But I thought by putting it on GitHub, and claiming that he doesn't believe in
licenses, because he wants EVERYONE to be able to use the code -- that he
wouldn't then 'allow' a special friend to use the code.

------
kerkeslager
> So, the other possibility is that authors deliberately reject the legal
> system per se. The reasoning can go as follows: I do care about my peers
> using my software. I don't give a damn about whether the lawyers and mega-
> corporations they work for use it. So, if you are like me and you don't care
> about all the intellectual property antics, here's my project, feel free to
> use it. If you are the kind of moron who wants to have their legal ass
> covered, go screw yourself.

I totally buy the idea that at least some users who upload source to GitHub
without a license feel that way. I have slightly different priorities
(creating software that is used is more important to me than avoiding the
copyright antics) but I'm pretty sympathetic to that sentiment.

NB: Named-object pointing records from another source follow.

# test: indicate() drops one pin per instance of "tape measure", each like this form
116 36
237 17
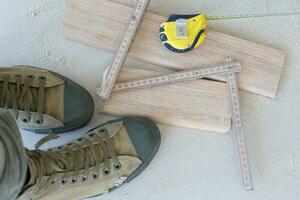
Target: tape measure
183 33
230 69
177 77
110 76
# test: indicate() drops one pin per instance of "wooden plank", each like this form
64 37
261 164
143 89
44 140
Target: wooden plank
102 23
199 104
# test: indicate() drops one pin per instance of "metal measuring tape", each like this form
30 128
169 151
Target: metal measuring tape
111 73
230 69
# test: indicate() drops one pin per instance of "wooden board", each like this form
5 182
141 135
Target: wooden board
200 104
102 24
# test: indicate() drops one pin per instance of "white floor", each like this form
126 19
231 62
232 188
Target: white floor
191 164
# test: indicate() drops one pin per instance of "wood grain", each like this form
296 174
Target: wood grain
102 24
200 104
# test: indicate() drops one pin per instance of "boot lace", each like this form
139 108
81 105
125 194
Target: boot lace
64 162
19 94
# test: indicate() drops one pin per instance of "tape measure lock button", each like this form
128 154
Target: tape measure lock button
183 33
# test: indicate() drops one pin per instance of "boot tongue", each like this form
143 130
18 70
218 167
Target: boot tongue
33 172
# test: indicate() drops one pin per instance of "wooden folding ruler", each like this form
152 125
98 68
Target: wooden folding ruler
230 69
111 73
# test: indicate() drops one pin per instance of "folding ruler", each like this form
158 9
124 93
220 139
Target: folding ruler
111 73
230 69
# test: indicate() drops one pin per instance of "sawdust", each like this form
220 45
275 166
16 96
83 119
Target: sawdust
46 6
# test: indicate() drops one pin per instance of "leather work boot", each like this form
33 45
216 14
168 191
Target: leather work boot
102 160
43 101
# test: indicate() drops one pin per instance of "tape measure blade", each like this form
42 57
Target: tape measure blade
109 79
238 134
178 77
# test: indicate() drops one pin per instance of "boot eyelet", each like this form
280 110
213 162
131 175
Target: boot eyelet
62 182
84 178
73 180
39 122
92 134
117 166
25 120
106 172
95 175
42 78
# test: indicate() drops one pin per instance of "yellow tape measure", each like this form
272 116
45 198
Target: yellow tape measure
183 33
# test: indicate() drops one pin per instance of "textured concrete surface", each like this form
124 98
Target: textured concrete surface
190 164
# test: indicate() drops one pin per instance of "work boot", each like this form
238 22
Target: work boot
13 159
102 160
43 101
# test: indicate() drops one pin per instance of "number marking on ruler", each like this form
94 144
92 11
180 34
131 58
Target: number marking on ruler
236 128
110 77
177 77
230 69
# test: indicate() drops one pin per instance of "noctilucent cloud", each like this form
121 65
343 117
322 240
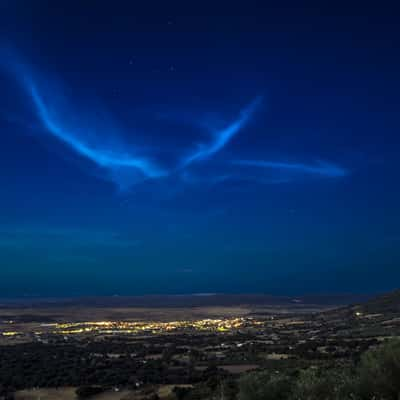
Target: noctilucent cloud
176 152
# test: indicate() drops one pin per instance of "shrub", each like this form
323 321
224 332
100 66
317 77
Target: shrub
379 372
264 386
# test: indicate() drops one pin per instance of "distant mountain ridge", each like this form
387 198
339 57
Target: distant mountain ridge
193 300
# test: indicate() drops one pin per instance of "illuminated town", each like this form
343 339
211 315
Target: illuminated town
132 327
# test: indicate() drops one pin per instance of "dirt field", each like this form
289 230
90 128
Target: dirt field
69 394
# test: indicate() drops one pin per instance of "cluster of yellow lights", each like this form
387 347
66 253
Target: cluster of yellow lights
109 327
142 327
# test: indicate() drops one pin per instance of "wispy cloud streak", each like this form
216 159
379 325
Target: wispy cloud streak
223 136
105 157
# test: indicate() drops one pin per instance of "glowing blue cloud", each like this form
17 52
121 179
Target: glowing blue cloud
223 136
104 157
92 133
321 168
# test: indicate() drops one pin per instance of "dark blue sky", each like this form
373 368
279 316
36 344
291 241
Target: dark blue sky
182 149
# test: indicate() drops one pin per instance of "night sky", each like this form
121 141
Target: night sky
198 149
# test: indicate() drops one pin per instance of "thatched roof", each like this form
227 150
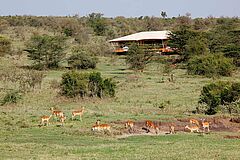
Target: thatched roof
151 35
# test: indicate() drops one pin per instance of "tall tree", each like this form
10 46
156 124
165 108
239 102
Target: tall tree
98 23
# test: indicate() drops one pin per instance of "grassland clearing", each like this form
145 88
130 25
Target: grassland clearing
140 96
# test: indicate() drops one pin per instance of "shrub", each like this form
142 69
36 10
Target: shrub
11 97
219 93
95 84
83 84
82 61
46 51
210 65
137 58
74 84
109 87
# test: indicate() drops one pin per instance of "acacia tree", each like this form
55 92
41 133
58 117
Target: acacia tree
46 51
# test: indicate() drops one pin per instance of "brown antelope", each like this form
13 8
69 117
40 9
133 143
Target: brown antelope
129 124
205 125
172 130
150 124
194 121
56 113
101 127
193 128
62 119
45 120
97 122
78 113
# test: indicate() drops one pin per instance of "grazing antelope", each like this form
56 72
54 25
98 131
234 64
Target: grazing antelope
62 119
129 124
150 124
45 119
172 130
78 113
56 113
194 121
97 122
205 125
193 128
101 127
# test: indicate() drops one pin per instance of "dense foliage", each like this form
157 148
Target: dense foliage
210 65
82 60
46 51
76 84
219 93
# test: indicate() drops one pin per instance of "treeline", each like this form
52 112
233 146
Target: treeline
99 25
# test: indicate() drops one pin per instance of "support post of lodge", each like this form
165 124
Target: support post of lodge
146 39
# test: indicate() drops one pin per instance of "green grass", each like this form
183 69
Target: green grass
138 97
54 143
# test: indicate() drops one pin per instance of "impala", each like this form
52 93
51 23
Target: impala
45 119
78 113
194 121
172 130
62 119
150 124
205 125
97 122
129 124
101 127
56 113
193 128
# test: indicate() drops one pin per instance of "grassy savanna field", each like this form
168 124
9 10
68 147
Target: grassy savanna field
138 98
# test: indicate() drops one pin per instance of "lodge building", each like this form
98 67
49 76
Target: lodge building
156 40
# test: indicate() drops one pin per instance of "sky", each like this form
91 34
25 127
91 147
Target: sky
127 8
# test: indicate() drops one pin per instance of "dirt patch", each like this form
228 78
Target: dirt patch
235 120
217 124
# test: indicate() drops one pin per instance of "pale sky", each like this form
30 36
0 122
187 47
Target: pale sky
127 8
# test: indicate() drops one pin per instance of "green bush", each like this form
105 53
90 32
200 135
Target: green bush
210 65
109 87
11 97
219 93
46 51
83 84
82 61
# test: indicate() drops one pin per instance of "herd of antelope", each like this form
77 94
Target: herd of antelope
130 125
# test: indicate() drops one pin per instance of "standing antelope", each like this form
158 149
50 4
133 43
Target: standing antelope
129 124
78 113
56 113
193 128
150 124
194 121
205 125
172 130
98 122
62 119
101 127
45 120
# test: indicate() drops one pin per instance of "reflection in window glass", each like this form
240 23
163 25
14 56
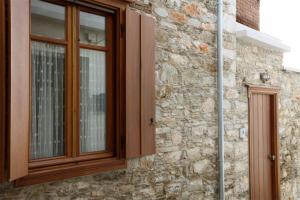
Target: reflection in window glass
47 108
47 19
92 101
92 29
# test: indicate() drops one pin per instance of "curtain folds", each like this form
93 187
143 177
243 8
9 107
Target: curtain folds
92 101
47 88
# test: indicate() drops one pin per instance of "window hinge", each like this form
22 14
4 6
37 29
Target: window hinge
122 30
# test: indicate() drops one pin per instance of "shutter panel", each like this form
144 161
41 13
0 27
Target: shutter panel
2 91
19 88
133 87
147 85
140 86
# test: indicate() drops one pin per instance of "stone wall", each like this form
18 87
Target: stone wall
248 13
185 166
251 61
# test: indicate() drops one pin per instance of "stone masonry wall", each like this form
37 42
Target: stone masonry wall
185 165
251 61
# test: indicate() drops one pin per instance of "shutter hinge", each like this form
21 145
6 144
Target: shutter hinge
122 30
145 7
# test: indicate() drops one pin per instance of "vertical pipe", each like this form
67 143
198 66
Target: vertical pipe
220 97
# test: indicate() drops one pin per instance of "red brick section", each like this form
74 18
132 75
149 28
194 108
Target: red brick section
248 13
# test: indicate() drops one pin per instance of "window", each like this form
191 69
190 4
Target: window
82 96
90 64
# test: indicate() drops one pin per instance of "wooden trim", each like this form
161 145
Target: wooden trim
71 170
92 47
39 164
3 85
273 92
147 85
133 84
19 88
48 40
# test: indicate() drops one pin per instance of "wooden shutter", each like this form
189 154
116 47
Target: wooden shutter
140 86
2 90
19 88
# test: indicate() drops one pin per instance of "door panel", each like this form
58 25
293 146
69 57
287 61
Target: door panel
262 136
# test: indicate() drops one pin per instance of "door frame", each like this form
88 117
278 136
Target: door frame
273 92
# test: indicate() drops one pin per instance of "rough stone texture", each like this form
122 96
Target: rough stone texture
185 166
251 61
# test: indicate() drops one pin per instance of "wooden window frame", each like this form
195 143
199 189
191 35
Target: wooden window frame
74 163
3 84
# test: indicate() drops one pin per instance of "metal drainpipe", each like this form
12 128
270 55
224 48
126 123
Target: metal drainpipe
220 97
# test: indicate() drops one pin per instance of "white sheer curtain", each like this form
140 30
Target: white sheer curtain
92 101
47 139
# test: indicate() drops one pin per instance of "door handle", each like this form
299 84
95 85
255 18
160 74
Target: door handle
272 157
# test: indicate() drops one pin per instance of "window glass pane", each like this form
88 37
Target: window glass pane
47 108
92 101
47 19
92 29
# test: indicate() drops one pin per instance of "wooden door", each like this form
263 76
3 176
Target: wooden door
264 176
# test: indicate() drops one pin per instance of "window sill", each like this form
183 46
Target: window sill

The problem with expressing that sentiment by not licensing your software is
that it doesn't express that sentiment at all, especially on GitHub. GitHub's
terms of use require that public repositories contain only open source code,
so there's an argument to be made that uploading your code to a public repo on
GitHub implies an open source license.

If you really want to make a civilly-disobedient statement rejecting the idea
of licenses, I'd do so with something like the Forget Users License[1].

[1] [https://www.kerkeslager.com/forget-users-
license.txt](https://www.kerkeslager.com/forget-users-license.txt)

EDIT: I'm not a lawyer and would love to make this more lawyer-y. Suggested
improvements to the license are welcome.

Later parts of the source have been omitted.